Computing the long-term benefits of the license, Gautam thought of a tie-up with a business house with the license as his share of the capital. But then, Global Facilitators, the grandiose lobbying firm of his dreams, would be a non-starter, after all. So he racked his brains as to how to retain his lien on the license and yet make his ‘deals facilitating’ dream a reality.
It was at that juncture at a stag party, that he met Ranjit Palit, the Branch Manager of the Oriental Fire and General Insurance Company. When he was reasonably high, Palit came to articulate the genesis of the arson that plagued the general insurance business. With the common denominator being utmost good faith, he articulated that insuring others’ properties was like entrusting one’s wife to another’s safe keeping. While misplaced trust in the former could occasion a fraudulent claim, in case of the latter, it might lead to an alien paternity. Thus, the breach of warranty in both would leave behind the unwanted in the end.

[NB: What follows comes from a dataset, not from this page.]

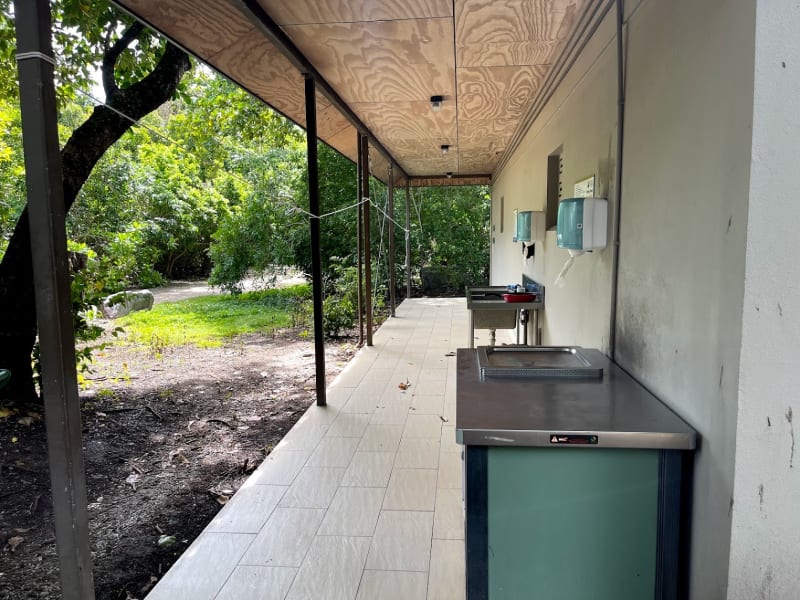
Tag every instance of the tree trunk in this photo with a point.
(85, 147)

Blaming it all upon the Loss Assessors, Palit reserved his choicest expletives for them all. He thought they were but a bunch of self-serving nincompoops with weak moral fibers. They were all superficial to the core sorely lacking the needed skills to separate the wheat from the chaff. Wouldn’t that let the bluffing claimants to take this mindless lot for a smooth ride of exaggeration? And lazy as they were with their assignments, they were all alacrity when it came to criticizing their colleagues’ work.
What was worse, he averred, with right inducements, they could be easily made to look the other way, even in the case of apparently untenable claims. With such Loss Assessors around, it was little wonder that the insurers might go under one day. As though to appear balanced, even after consuming a pint, Palit conceded to the presence of black sheep on the underwriting side of the fence as well. It was such who form a ‘nexus of loot’ with the insured and the Loss Assessors, he concluded.
As Palit’s lament opened up new vistas to his goal, Gautam saw a chance opening. What with the industrial license already in hand, he wondered whether he could manage a ‘loss to order’ for Palit’s Company. With the hope of redressing his economic distress with the insurer’s largesse, Gautam began befriending the by then inebriated Palit. And slowly but surely, Gautam ingratiated himself with Palit with an eye on arson monies. The feedback he got about the Loss Assessors confirmed Palit’s poor opinion about them. And that seemed a good omen to him.